LDAP Profile: Service Information
Use this page to specify information about the Lightweight Directory Access Protocol (LDAP) service instance.
The LDAP service instance uses an agentless adapter based on IBM® Security Directory Integrator assembly lines. Complete the following fields to connect to the server where the service resides:
LDAP service
- Service name
- Specify a name that helps you identify the service instance. For example, you might include the host name of the computer on which the LDAP service instance runs.
- Description
- Specify additional information about the LDAP service instance.
- Connection mode
- This option is available only if the erconnectionmode attribute has been added to the service
form. Specify whether to have the managed resource process account requests or to have the service
act as a manual service.
- Automated
- Specifies to route account requests to a service provider. This selection is the default setting.
- Manual
- Specifies to route account requests to a specific user. Selecting Manual enables the Participants page, the Messages page, and a different Reconciliation page in the navigation area.

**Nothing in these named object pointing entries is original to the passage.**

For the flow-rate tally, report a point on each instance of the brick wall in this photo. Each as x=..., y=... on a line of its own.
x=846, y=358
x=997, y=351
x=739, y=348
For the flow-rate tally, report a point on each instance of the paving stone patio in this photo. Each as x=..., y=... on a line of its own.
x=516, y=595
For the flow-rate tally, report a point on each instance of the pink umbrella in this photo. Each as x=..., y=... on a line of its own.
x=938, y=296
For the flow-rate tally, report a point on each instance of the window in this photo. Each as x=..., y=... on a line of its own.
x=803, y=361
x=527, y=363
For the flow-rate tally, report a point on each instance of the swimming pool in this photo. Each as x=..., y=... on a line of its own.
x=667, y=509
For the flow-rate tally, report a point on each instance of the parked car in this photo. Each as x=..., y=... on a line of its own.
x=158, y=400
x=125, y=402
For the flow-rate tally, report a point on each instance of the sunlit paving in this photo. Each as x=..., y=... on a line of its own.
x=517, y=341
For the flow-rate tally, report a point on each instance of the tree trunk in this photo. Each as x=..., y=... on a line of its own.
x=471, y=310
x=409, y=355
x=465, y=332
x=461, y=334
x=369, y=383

- Tivoli Directory Integrator location
- Optional: Specify the URL for the Security Directory Integrator
instance. Valid syntax is
rmi://ip-address:port/ITDIDispatcher
. Where ip-address is the Security Directory Integrator host and port is the port number for the RMI Dispatcher. For example, you might specify the URL asrmi://localhost:16231/ITDIDispatcher
. Specify the value of localhost in the etc/hosts file. - Directory server location
- Specify the location and port number of the LDAP Adapter. For IPv6 addresses, enter the address value in brackets. An example of a URL using IPv6 would be ldap://[address]:port number.
- Use SSL communication with LDAP?
- Select this check box to use secure communication with the LDAP service instance.
- Administrator name
- Specify the administrative user ID, such as cn=root, for the LDAP service instance. The name must be a distinguished name (DN).
- Password
- Specify the administrative password for the LDAP service instance. If password authentication is used, enter a value. Otherwise, reconciliation later fails.
- Directory server name
- Choose a directory server from the list.
- Owner
- Click Search to specify the existing user ID of the service owner that
administers the LDAP service instance.
Click Clear to remove the currently specified user.
- Service prerequisite
- Click Search to specify an existing service instance or function that the
LDAP service instance requires.
Click Clear to remove the currently specified service.

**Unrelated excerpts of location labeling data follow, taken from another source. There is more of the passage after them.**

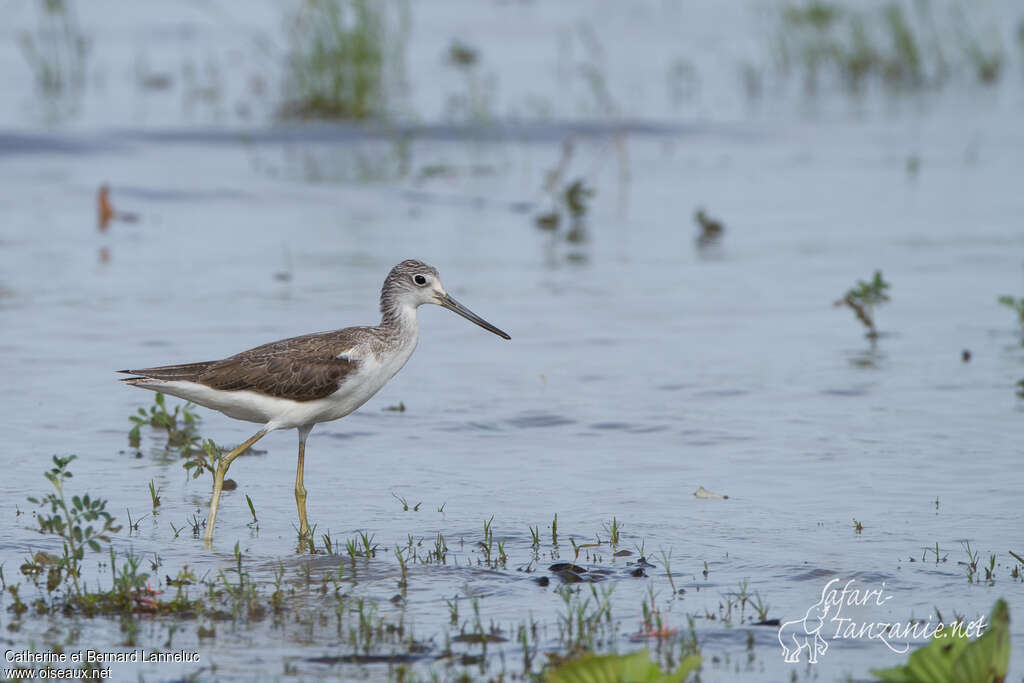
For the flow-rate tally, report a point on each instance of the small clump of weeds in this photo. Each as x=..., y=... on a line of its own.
x=346, y=59
x=904, y=50
x=204, y=459
x=56, y=52
x=73, y=521
x=711, y=229
x=476, y=103
x=180, y=425
x=1016, y=305
x=863, y=298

If a service has another service defined as a service prerequisite, a user can only receive a new account if they have an existing account on the service prerequisite.
Users and groups
- User base DN
- Specify the distinguished name (DN) of the container or base point where the users are stored.
- RDN attribute
- Specify the required relative distinguished name (RDN) attribute for the LDAP service instance.
- Group base DN
- Specify the DN of the container or base point where the groups are stored.
- Initial group member
- Specifies a DN used to create the LDAP group. It is prefilled with cn=TIM Adapter. Optionally, you can customize this initial group member.
- Group object class name
- Select the group object class for example GroupOfNames.
- Group membership attribute
- Select the group membership attribute for example member.
Use these buttons:
- Test Connection
- Click to test the connection to the service.
- Finish
- Click when you are finished with this task.